Кровавый Ангел старался сдерживаться, как мог — но в нем проснулось любопытство. Сейчас он больше, чем когда-либо хотел выпустить на волю генетическое проклятие своего Ордена, берсеркерскую ярость, которую дарует Красная Жажда; он желал бы стать смертельным ураганом и разметать это место. Но в его мозгу уже звучали другие голоса, он вспомнил слова своего наставника Кориса и своего командира — лорда Данте. Он не может выпустить на свободу свою ярость, не сейчас. Сначала необходимо выполнить задание.

С мрачным лицом, он последовал за Чейном и шагнул в дверь.


— ТЫ УВЕРЕН? — Нокс понизил голос, чтобы он не разносился по капитанской рубке "Неймоса", как бывало обычно. Расчленитель наклонился и через плечо Кровавого Ангела заглянул в пикт-экран, заключенный в витиевато изукрашенную раму.

Пулуо кивнул с самым серьезным выражением лица:

— Не говорил бы, если б не был уверен.

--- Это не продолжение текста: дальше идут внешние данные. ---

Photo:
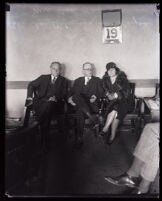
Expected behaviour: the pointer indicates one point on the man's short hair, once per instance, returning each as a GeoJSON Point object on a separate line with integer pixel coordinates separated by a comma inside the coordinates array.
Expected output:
{"type": "Point", "coordinates": [87, 63]}
{"type": "Point", "coordinates": [56, 62]}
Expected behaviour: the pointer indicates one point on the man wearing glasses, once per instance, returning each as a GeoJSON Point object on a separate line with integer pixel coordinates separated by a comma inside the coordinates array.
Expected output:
{"type": "Point", "coordinates": [51, 90]}
{"type": "Point", "coordinates": [83, 97]}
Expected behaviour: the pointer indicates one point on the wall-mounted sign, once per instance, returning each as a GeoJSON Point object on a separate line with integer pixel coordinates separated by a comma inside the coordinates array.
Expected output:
{"type": "Point", "coordinates": [112, 34]}
{"type": "Point", "coordinates": [111, 26]}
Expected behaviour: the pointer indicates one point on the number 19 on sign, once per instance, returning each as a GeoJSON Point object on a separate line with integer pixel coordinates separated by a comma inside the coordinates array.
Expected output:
{"type": "Point", "coordinates": [112, 34]}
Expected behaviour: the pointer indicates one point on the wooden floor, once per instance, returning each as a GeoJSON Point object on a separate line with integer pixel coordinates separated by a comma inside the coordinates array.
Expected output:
{"type": "Point", "coordinates": [66, 171]}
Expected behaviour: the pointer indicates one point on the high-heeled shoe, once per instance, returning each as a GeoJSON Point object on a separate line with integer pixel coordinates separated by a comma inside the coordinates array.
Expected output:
{"type": "Point", "coordinates": [109, 141]}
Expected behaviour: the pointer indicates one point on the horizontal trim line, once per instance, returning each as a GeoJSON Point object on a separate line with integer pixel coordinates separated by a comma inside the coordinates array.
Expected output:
{"type": "Point", "coordinates": [140, 83]}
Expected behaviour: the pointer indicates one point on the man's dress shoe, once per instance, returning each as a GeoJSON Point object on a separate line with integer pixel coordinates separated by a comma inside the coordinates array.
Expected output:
{"type": "Point", "coordinates": [123, 180]}
{"type": "Point", "coordinates": [137, 192]}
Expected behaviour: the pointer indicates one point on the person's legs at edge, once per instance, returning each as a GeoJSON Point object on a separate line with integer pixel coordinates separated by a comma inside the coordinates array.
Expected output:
{"type": "Point", "coordinates": [109, 120]}
{"type": "Point", "coordinates": [114, 127]}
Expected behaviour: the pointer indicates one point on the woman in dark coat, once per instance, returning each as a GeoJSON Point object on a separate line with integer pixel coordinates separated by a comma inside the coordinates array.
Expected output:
{"type": "Point", "coordinates": [118, 97]}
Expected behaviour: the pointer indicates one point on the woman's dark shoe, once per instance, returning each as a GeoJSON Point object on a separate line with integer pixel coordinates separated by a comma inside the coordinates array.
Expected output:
{"type": "Point", "coordinates": [124, 180]}
{"type": "Point", "coordinates": [137, 192]}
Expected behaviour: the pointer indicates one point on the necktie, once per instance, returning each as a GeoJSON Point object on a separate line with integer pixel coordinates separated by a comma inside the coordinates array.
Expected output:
{"type": "Point", "coordinates": [53, 80]}
{"type": "Point", "coordinates": [87, 80]}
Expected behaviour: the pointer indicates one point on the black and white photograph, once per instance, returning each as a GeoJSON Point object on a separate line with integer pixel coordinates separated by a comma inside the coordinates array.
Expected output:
{"type": "Point", "coordinates": [82, 100]}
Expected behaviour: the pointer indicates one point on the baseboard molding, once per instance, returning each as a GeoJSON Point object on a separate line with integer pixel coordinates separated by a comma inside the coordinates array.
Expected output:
{"type": "Point", "coordinates": [140, 83]}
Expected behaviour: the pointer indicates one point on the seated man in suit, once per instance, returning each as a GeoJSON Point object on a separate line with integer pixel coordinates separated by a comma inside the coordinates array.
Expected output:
{"type": "Point", "coordinates": [145, 164]}
{"type": "Point", "coordinates": [84, 97]}
{"type": "Point", "coordinates": [51, 90]}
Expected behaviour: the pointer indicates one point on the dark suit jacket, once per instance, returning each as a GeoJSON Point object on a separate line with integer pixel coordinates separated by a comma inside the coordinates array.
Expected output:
{"type": "Point", "coordinates": [41, 85]}
{"type": "Point", "coordinates": [94, 87]}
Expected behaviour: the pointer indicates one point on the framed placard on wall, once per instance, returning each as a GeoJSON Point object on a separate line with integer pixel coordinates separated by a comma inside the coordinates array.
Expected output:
{"type": "Point", "coordinates": [112, 26]}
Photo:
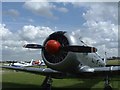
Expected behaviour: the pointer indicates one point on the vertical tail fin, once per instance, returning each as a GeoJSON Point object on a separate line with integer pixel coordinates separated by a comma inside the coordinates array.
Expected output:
{"type": "Point", "coordinates": [105, 59]}
{"type": "Point", "coordinates": [31, 62]}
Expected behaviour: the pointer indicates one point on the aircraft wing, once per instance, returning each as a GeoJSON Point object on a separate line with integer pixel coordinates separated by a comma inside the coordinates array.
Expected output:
{"type": "Point", "coordinates": [41, 71]}
{"type": "Point", "coordinates": [101, 71]}
{"type": "Point", "coordinates": [82, 72]}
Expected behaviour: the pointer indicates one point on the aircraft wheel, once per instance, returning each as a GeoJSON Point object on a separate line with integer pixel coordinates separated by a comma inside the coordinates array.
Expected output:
{"type": "Point", "coordinates": [108, 88]}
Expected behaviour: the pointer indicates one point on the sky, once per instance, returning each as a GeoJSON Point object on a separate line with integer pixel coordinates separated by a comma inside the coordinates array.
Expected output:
{"type": "Point", "coordinates": [96, 23]}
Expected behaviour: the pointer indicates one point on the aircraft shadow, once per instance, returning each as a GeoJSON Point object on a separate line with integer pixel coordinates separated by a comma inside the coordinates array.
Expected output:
{"type": "Point", "coordinates": [16, 86]}
{"type": "Point", "coordinates": [85, 84]}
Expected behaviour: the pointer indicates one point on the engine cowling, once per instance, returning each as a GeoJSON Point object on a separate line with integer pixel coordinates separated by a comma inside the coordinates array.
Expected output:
{"type": "Point", "coordinates": [63, 60]}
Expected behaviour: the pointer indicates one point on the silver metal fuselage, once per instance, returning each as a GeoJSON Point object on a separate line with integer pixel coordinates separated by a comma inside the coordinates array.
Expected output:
{"type": "Point", "coordinates": [73, 60]}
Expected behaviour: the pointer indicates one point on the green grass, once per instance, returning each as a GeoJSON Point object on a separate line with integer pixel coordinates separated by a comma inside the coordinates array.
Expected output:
{"type": "Point", "coordinates": [11, 79]}
{"type": "Point", "coordinates": [113, 62]}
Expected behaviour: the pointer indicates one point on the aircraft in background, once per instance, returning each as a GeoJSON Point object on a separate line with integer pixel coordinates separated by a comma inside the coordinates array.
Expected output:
{"type": "Point", "coordinates": [67, 57]}
{"type": "Point", "coordinates": [26, 64]}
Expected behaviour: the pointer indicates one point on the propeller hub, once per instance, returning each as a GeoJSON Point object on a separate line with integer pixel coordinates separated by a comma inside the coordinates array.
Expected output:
{"type": "Point", "coordinates": [52, 46]}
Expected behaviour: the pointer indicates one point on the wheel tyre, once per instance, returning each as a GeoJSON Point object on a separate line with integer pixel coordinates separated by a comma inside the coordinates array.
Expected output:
{"type": "Point", "coordinates": [108, 88]}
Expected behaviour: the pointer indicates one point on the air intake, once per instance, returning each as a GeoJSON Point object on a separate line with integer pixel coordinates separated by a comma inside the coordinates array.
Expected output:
{"type": "Point", "coordinates": [60, 56]}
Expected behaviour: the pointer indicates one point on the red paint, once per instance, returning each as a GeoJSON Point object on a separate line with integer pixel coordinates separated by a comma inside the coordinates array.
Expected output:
{"type": "Point", "coordinates": [52, 46]}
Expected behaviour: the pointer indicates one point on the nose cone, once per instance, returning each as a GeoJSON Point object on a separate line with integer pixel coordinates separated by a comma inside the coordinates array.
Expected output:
{"type": "Point", "coordinates": [52, 46]}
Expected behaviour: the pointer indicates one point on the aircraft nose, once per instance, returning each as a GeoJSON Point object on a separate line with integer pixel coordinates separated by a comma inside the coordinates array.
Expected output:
{"type": "Point", "coordinates": [52, 46]}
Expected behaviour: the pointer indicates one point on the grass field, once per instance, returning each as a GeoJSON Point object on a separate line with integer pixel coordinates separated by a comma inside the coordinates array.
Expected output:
{"type": "Point", "coordinates": [12, 79]}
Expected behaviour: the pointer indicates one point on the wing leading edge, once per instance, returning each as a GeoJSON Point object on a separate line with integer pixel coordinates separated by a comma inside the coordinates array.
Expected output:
{"type": "Point", "coordinates": [84, 71]}
{"type": "Point", "coordinates": [100, 71]}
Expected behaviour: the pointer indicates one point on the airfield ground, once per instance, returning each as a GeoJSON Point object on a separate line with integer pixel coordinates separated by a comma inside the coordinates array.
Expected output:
{"type": "Point", "coordinates": [12, 79]}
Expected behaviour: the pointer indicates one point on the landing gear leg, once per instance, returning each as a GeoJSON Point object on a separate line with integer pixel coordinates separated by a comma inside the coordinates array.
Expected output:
{"type": "Point", "coordinates": [107, 84]}
{"type": "Point", "coordinates": [47, 83]}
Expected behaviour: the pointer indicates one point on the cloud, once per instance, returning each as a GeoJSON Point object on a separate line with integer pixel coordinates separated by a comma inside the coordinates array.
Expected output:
{"type": "Point", "coordinates": [101, 26]}
{"type": "Point", "coordinates": [44, 9]}
{"type": "Point", "coordinates": [12, 12]}
{"type": "Point", "coordinates": [31, 20]}
{"type": "Point", "coordinates": [40, 8]}
{"type": "Point", "coordinates": [12, 42]}
{"type": "Point", "coordinates": [62, 9]}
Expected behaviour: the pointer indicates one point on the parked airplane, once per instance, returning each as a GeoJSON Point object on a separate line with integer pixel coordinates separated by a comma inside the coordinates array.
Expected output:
{"type": "Point", "coordinates": [67, 57]}
{"type": "Point", "coordinates": [25, 64]}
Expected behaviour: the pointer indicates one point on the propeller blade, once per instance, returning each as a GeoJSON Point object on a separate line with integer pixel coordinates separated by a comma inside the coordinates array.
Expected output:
{"type": "Point", "coordinates": [33, 46]}
{"type": "Point", "coordinates": [80, 49]}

Посмотри сам.

Нокс прищурил глаза, внимательно изучая изображение на экране; оно показывало участок океана в кильватере подводного корабля, клиновидная, как кусок пирога, область, расчерченная черными и серыми пунктирными линиями статических помех. Картинку передавал звуковой сонар — прибор, который позволял "видеть" сквозь воду, используя сверхчувствительные аудиосенсоры, которые отслеживали малейшее движение в глубине

— Я не вижу его.

— Подожди, — ответил Пулуо. Он показал на небольшую белую область на дисплее:

— Смотри сюда.

Через мгновение экран мигнул, и на долю секунды Нокс увидел неясную тень — что-то вроде трассирующей пули с тонким, как проволока, следом. Он остановил изображение на экране и посмотрел на второго Астартес.

— Он вернулся?

— Да. Вернулся, — подтвердил Пулуо, мрачно кивая.

— Я думал, ты убил эту тварь.

Пулуо помотал головой:

— Как следует врезал ему. Думал, этого хватит.

Нокс взглянул на показания дальномера рядом с экраном:

— Он далеко. И плывет медленно. Он ранен.

— Он не так далеко, — заметил Пулуо, — судя по когитаторам, скорость кракена примерно равна нашей. Если мы по какой-нибудь причине остановимся — он догонит нас через несколько минут.

— Тем больше поводов поторопиться. — Нокс собрался уходить, но Пулуо схватил его за руку.

— Что еще? — рассерженно бросил сержант. Кровавый Ангел, нахмурившись, повернул дисплей:

— Подожди, еще не все. Смотри дальше, — он повернул тумблер, снова включая воспроизведение. Мерцание на дисплее переместилось к дальней части клина, и Нокс удивленно поднял бровь.

Как тиранид смог настолько быстро переместиться с одной части экрана на другую? Изображение затуманилось статикой, потом повторилось в отдельной картинке на экранах сканеров; теперь сонар показывал не один, а пять самостоятельных объектов.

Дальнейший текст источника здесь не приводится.